Even collars without troublesome tags can be a trouble spot for your touch-sensitive child. He may not be able to tolerate a tight or restricting collar or may actually prefer something tight and snug to something that rubs against his skin. Collars with scratchy trim or stitching inside may be intolerable. A little judicious shopping should help ensure that your child does not have to deal with anything less than a comfortable collar. If you find a style your child likes, buy a bunch.
Waistbands are another part of your child's clothing that can become a major issue. She may feel uncomfortably squeezed by a tight waistband, or she may enjoy the feeling of a tight hug around the middle. Let your child's preference be your guide when choosing pants, skirts, tights, underwear, or dresses that bind at the waist. If your child protests a particular garment, look to see whether a waistband tag, scratchy trim, or a too-tight or too-loose fit might be causing the problem.
Beyond collars and waistbands, virtually anything about the fit of your child's clothes can be an issue. Don't let it become one. If she likes the feeling of very tight, snug clothes, see if she'll wear a bodysuit and leggings under other, more presentable garb. And if he insists on wearing loose sweat clothes everywhere, buy them in a variety of acceptable colors and styles and let it be. A perfectly dressed child who can't behave is going to be more eyebrow-raising in the long run than a casually dressed kid who's comfortable in his own skin.
Certain fabrics may feel unpleasant to your child, and it doesn't have to make sense to you to be real to him. If your child balks at certain garments, see if you can find something in common among the fabrics. Allowing your child's fabric preference to guide you can prevent a lot of dressing-time battles.

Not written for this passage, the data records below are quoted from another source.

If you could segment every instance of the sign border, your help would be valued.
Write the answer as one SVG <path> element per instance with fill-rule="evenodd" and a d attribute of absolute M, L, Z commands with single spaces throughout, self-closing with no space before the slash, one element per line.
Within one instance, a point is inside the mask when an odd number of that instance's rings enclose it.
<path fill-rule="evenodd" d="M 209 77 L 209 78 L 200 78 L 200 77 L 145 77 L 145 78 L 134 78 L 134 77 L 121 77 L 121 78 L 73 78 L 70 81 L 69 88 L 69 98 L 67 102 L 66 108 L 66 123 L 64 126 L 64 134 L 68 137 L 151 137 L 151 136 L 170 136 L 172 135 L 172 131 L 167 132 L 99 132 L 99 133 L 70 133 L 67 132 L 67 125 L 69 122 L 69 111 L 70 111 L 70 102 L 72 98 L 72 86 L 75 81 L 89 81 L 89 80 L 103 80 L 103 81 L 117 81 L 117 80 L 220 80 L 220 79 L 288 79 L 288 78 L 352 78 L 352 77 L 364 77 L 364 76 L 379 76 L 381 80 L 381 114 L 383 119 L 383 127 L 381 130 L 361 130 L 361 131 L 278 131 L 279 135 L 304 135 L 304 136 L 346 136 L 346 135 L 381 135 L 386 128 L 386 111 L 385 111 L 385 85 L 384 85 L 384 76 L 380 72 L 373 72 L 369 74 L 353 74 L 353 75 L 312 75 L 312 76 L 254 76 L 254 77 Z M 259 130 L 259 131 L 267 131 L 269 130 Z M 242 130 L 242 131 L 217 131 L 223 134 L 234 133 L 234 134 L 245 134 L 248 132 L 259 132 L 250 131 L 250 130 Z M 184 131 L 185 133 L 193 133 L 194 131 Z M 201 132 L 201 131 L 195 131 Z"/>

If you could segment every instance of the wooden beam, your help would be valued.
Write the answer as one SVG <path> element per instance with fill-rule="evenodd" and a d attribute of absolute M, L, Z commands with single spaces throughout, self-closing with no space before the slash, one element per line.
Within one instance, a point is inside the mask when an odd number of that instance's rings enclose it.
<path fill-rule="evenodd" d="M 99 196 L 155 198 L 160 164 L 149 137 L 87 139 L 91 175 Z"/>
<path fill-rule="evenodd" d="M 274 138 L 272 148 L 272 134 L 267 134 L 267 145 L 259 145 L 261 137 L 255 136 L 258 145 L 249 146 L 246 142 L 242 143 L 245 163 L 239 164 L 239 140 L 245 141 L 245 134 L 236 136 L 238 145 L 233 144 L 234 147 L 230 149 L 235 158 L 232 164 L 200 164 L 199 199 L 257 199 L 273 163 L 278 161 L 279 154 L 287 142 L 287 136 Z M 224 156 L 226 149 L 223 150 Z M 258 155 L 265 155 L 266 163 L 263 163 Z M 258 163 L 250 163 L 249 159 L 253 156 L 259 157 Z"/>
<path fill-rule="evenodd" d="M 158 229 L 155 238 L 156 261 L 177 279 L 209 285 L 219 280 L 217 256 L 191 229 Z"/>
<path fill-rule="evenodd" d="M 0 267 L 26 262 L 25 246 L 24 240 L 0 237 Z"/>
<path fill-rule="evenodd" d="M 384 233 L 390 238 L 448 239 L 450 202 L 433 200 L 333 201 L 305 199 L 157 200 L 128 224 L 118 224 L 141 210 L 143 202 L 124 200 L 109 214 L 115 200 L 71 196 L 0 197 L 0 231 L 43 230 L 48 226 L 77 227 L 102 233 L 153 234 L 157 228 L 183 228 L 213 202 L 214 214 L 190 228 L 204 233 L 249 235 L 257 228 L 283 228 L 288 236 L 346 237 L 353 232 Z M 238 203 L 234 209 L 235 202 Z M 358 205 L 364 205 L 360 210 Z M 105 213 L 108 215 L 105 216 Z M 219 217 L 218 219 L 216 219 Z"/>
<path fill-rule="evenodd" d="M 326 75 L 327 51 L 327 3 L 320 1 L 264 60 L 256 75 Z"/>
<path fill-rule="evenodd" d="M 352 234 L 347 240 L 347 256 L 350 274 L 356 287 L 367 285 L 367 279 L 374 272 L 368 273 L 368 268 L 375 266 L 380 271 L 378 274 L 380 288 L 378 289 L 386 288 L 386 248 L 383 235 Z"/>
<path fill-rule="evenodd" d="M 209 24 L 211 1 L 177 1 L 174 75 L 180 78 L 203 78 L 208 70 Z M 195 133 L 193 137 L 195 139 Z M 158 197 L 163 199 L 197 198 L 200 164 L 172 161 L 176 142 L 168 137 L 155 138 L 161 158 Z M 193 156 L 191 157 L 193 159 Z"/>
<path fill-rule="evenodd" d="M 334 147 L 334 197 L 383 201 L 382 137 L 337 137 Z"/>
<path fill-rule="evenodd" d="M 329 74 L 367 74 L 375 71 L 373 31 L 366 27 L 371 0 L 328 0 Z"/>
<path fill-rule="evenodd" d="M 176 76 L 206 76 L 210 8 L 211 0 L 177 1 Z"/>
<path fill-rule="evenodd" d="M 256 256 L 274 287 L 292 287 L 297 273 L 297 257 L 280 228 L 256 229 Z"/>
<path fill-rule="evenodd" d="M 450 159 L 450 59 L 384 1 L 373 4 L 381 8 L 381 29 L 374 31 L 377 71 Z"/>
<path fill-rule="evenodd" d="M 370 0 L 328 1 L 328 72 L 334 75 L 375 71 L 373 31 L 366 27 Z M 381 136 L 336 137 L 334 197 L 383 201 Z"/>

Does your child kick off his shoes at the first possible opportunity? Does he do it even when it's inappropriate, like in class or at story time in a bookstore? Consider that even the best-fitted, most comfortable shoes may rub him the wrong way. Just the feel of anything on his feet may be unbearable (in fact, some children prefer to wear shoes because they don't like the feeling of things like carpet or grass on the soles of their feet).
If you find shoes your child is comfortable wearing, consider letting him wear them with any outfit, whether or not it seems appropriate. For around the house, try slipper socks or anything else your child will tolerate.
Alternatively, your child may be so nonsensitive that she truly can't feel when her shoes are on the wrong feet or her socks are bunched up at the toes. This may appear to be a case of sloppiness or carelessness, but your child may legitimately not be able to tell the difference. It's a good idea to check for yourself before your child leaves the house, or to give her some verbal or physical help in putting shoes on.